There are many more sophisticated saints who could serve as role-models.

But then again, as I sat there Thursday night among dozens of other priests during that mass of re-dedication, listening to the homily given by the one who currently serves as the Curé of Ars - that is, to the pastor of that very same church where Jean-Marie Vianney served, the bearer of the heart and of the message from the heart of that humble revolutionary - I couldn’t help but remember that beloved Quaker song: “’Tis a gift to be simple, ’tis a gift to be free…” and recall my first inspiration when I first heard God calling.

And, gazing upon that miniature purple heart, set like velvet in its humble throne of glass and metal, displayed on a wooden table before the altar of our beautiful Cathedral, I couldn’t help feeling something stirring in my own pastor’s heart.  It was as if I heard once again, from within me, the words of St.
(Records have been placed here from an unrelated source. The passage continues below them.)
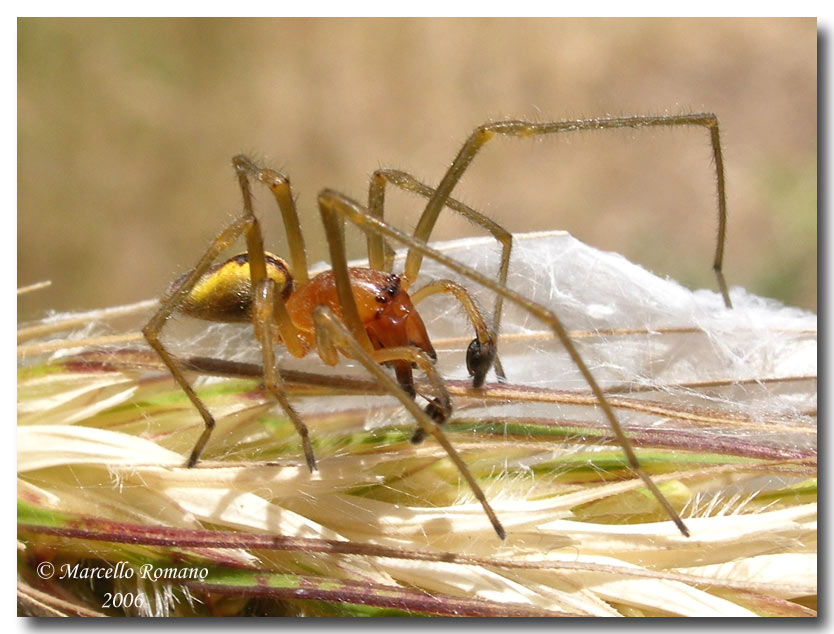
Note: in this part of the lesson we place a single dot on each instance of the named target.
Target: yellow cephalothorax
(224, 292)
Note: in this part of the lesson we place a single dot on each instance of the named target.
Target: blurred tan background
(126, 128)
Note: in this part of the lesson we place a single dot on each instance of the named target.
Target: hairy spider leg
(154, 326)
(331, 201)
(343, 333)
(279, 184)
(262, 321)
(341, 336)
(482, 134)
(380, 255)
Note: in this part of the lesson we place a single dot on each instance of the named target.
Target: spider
(369, 314)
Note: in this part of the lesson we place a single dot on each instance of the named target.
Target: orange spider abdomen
(384, 307)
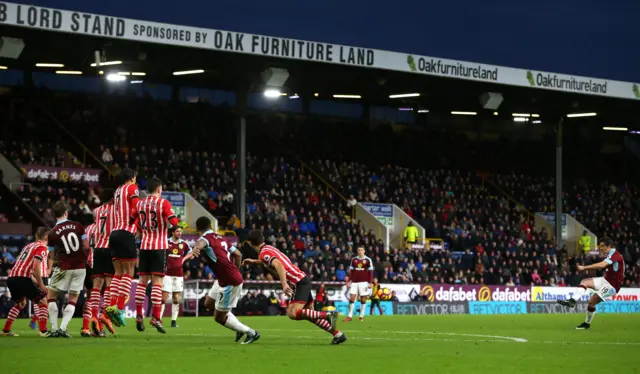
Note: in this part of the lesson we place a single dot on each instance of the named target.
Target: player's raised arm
(282, 274)
(599, 266)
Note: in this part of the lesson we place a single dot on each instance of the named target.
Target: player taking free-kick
(122, 243)
(71, 247)
(227, 289)
(25, 281)
(154, 214)
(361, 278)
(295, 284)
(173, 283)
(604, 287)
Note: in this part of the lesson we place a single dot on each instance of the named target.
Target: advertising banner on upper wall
(73, 22)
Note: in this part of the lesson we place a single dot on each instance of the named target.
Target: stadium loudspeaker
(491, 100)
(275, 77)
(11, 47)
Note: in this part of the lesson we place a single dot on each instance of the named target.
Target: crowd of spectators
(489, 239)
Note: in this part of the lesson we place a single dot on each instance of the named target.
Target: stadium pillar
(242, 96)
(559, 200)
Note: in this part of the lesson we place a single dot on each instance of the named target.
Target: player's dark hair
(153, 184)
(203, 224)
(106, 195)
(127, 175)
(60, 208)
(42, 232)
(256, 237)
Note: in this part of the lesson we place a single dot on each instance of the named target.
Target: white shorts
(71, 281)
(172, 284)
(360, 289)
(603, 288)
(226, 298)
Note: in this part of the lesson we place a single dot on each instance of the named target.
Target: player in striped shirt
(25, 281)
(295, 284)
(154, 215)
(122, 242)
(103, 271)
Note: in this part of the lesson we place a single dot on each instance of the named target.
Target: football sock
(53, 314)
(125, 288)
(67, 314)
(13, 314)
(175, 310)
(106, 299)
(42, 315)
(310, 315)
(156, 300)
(95, 302)
(578, 294)
(115, 290)
(86, 315)
(591, 312)
(323, 324)
(140, 296)
(232, 323)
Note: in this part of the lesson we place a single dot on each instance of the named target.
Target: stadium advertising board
(178, 201)
(544, 294)
(33, 172)
(424, 308)
(449, 293)
(382, 212)
(497, 307)
(154, 32)
(343, 308)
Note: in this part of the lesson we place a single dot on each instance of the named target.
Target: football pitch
(394, 344)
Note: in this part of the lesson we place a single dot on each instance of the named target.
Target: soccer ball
(384, 293)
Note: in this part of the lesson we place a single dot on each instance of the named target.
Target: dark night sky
(593, 38)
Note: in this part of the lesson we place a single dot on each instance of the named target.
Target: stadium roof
(230, 70)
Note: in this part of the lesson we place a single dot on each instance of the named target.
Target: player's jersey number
(152, 220)
(71, 242)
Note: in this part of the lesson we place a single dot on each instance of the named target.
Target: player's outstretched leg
(324, 320)
(13, 314)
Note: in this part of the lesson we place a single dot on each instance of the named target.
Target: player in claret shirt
(71, 246)
(226, 291)
(178, 252)
(25, 281)
(361, 278)
(154, 215)
(295, 284)
(604, 287)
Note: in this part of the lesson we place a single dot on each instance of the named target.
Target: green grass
(399, 344)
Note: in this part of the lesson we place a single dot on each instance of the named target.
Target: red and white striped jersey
(154, 215)
(125, 200)
(104, 217)
(269, 253)
(24, 263)
(91, 235)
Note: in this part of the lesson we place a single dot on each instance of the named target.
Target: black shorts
(102, 263)
(153, 261)
(123, 245)
(23, 287)
(302, 292)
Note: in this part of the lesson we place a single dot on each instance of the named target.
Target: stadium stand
(490, 238)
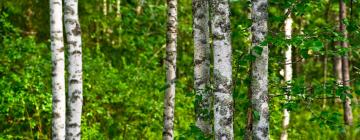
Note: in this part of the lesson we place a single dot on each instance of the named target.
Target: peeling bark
(202, 65)
(58, 66)
(223, 101)
(171, 39)
(288, 76)
(259, 81)
(75, 97)
(348, 117)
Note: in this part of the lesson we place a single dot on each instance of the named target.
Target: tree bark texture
(202, 65)
(288, 76)
(171, 39)
(58, 68)
(223, 101)
(348, 117)
(75, 97)
(259, 80)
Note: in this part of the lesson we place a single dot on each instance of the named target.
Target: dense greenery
(124, 72)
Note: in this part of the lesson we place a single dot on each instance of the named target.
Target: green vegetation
(124, 72)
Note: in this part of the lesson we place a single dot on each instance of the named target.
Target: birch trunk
(223, 101)
(75, 98)
(58, 66)
(288, 75)
(348, 117)
(105, 7)
(118, 2)
(171, 39)
(259, 81)
(202, 65)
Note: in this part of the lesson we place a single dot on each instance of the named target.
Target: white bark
(118, 4)
(223, 101)
(348, 116)
(259, 71)
(105, 7)
(171, 39)
(58, 66)
(288, 75)
(75, 98)
(202, 65)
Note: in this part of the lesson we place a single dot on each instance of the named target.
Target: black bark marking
(56, 115)
(76, 52)
(76, 31)
(72, 125)
(74, 81)
(69, 10)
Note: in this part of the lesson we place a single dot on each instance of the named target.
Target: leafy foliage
(124, 73)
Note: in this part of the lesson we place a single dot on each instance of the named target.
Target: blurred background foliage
(124, 72)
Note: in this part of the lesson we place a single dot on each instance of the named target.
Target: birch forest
(180, 69)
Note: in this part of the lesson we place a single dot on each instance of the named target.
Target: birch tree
(259, 70)
(223, 101)
(287, 75)
(202, 65)
(170, 61)
(58, 66)
(348, 117)
(75, 98)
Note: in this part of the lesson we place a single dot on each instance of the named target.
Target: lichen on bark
(202, 65)
(259, 70)
(170, 61)
(223, 101)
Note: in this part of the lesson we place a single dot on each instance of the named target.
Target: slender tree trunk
(110, 6)
(105, 7)
(288, 75)
(249, 114)
(259, 81)
(348, 117)
(223, 101)
(299, 60)
(118, 13)
(249, 117)
(58, 66)
(171, 39)
(75, 98)
(202, 65)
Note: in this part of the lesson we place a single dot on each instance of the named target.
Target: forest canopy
(121, 58)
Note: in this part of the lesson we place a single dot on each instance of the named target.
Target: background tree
(287, 73)
(123, 72)
(223, 101)
(170, 60)
(259, 70)
(75, 97)
(58, 79)
(348, 117)
(202, 65)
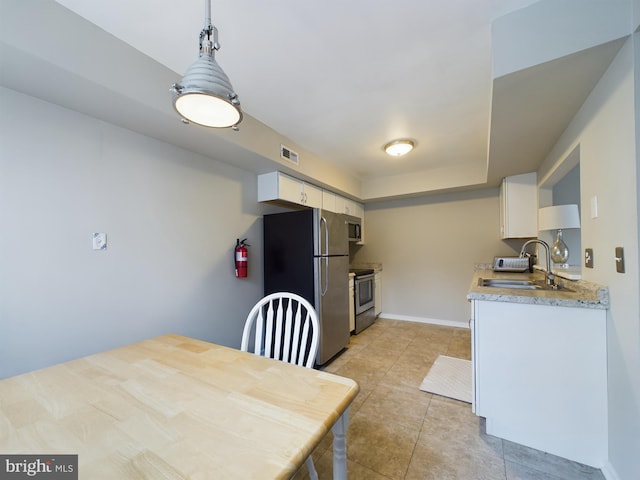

Paul to Timothy: “…I remind you to stir into flame the gift of God bestowed when my hands were laid on you.  The Spirit God has given us is no cowardly spirit, but rather one that makes us strong, loving and wise.

“Therefore, never be ashamed of your testimony to our Lord, nor of me, a prisoner for his sake, but with the strength which comes from God bear your share of the hardship which the gospel entails.”  (2 Timothy 1:6-8)

What made this particularly moving, beyond the scriptures and the music and the Eucharist and the presence of my bishop, brother priests, and many faithful Catholics from far and wide, was the fact that, nearly fifteen years ago, I had laid prostrate on the floor just ten feet from where I was sitting.

Then, it was Bishop Montrose - may he rest in peace - who, on behalf of the entire Church, ordained us three to ministry, challenging us to holiness.

But another sacred encounter came back to mind: just five days before, on Saturday, July 10, I sat in the Gallo Performing Arts Center, in the chair belonging to Mary Gallo, not far from our Bishop, to watch an inspiring dramatic presentation on the life of St. Jean-Marie Vianney.  Next to me sat the current Curé of Ars.  In a black bag he held was the heart of the saint.  Unseen, I put my hand over that heart.  I could swear it was beating.